Moldova is a part of the area known as Bassarabia,
geographically delineated by the Prut River on the west, the Dniestr River on
the north and east, the Black Sea on the southeast, and the Kiliya (Chilia) arm
of the Danube delta on the south. The Moldovan principality was founded in 1359
and after unification of the Romanian principalities in 1601, it was integrated
in Great Romania. In 1812, as a result of Russian Ottoman war it was ceded to
Russia, where it remained until 1918. At that time, the whole of Bassarabia
joined back Romania, a move sanctioned by the 1920 Treaty of Paris. This
reintegration with Romania was never recognized by the Soviet Union, which in
1924 established the Moldovan Autonomous Soviet Socialist Republic (ASSR) on the
east bank of the Dniestr (in the componence of the Soviet Ukraine).

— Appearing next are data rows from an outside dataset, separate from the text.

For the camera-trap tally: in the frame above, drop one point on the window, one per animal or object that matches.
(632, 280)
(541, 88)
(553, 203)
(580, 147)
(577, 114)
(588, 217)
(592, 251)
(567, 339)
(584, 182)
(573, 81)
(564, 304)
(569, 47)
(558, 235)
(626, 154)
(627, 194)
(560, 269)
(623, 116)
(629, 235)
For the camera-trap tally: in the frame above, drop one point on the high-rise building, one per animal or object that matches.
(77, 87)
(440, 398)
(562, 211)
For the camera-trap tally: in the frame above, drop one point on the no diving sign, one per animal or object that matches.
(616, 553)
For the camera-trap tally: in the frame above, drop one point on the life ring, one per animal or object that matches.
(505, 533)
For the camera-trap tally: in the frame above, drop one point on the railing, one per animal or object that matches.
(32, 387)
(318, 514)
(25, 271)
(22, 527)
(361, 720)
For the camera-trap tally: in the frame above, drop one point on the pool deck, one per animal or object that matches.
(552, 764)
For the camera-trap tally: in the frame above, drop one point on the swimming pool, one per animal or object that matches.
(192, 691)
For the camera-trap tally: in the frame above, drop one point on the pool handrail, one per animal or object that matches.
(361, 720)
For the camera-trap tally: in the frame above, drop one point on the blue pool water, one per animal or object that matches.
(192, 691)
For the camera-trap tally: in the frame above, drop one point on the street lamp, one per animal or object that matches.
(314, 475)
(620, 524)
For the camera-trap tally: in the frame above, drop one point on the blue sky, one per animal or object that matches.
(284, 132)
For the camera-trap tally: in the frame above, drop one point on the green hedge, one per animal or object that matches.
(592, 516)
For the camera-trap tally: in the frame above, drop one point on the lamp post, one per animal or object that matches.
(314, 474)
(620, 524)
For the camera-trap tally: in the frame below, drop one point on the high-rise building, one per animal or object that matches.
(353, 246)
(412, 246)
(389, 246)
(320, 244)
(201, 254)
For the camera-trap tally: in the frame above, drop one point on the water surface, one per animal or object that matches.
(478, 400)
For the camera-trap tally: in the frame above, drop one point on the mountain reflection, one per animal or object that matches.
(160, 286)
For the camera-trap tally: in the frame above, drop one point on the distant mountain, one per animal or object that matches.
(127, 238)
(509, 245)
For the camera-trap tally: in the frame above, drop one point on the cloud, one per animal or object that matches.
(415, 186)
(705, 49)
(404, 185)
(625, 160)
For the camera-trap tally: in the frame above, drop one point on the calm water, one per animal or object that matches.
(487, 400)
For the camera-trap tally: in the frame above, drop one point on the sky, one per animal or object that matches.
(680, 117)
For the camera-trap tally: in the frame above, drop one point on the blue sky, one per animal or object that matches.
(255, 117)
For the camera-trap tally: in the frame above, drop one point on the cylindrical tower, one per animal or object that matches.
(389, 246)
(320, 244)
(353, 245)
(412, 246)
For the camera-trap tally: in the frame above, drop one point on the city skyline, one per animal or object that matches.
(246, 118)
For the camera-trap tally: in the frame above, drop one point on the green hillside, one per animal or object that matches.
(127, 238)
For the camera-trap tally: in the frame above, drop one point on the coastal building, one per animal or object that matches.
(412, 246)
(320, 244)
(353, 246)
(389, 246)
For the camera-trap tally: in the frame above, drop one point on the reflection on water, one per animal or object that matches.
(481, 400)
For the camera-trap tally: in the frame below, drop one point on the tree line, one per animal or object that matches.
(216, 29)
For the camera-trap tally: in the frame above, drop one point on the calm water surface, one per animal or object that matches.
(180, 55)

Bassarabia was among the territories assigned to the
Soviet Union under the terms of the secret Soviet German nonaggression pact of
1939. The Soviet Union forced Romania to cede Bassarabia in June 1940, and, in
August, assigned it to the Ukraine Moldovan ASSR to form a new Moldovan Soviet
Socialist Republic (MSSR). In the wake of Germany 's June 1941 attack on the
USSR, the Soviet Union once again lost the Bassarabia to Romania, but in 1944 it
was recaptured and the Moldovan SSR re-established. Re-incorporation into the
Soviet Union entailed rigorous russification, the imposition of the Cyrillic
alphabet, large scale immigration of Russians and Ukrainians as well as
isolation from Romania.
Moldova declared
its sovereignty on June 23, 1990. Following the failed August 1991 coup in
Moscow, Moldova declared its independence on August 27, 1991.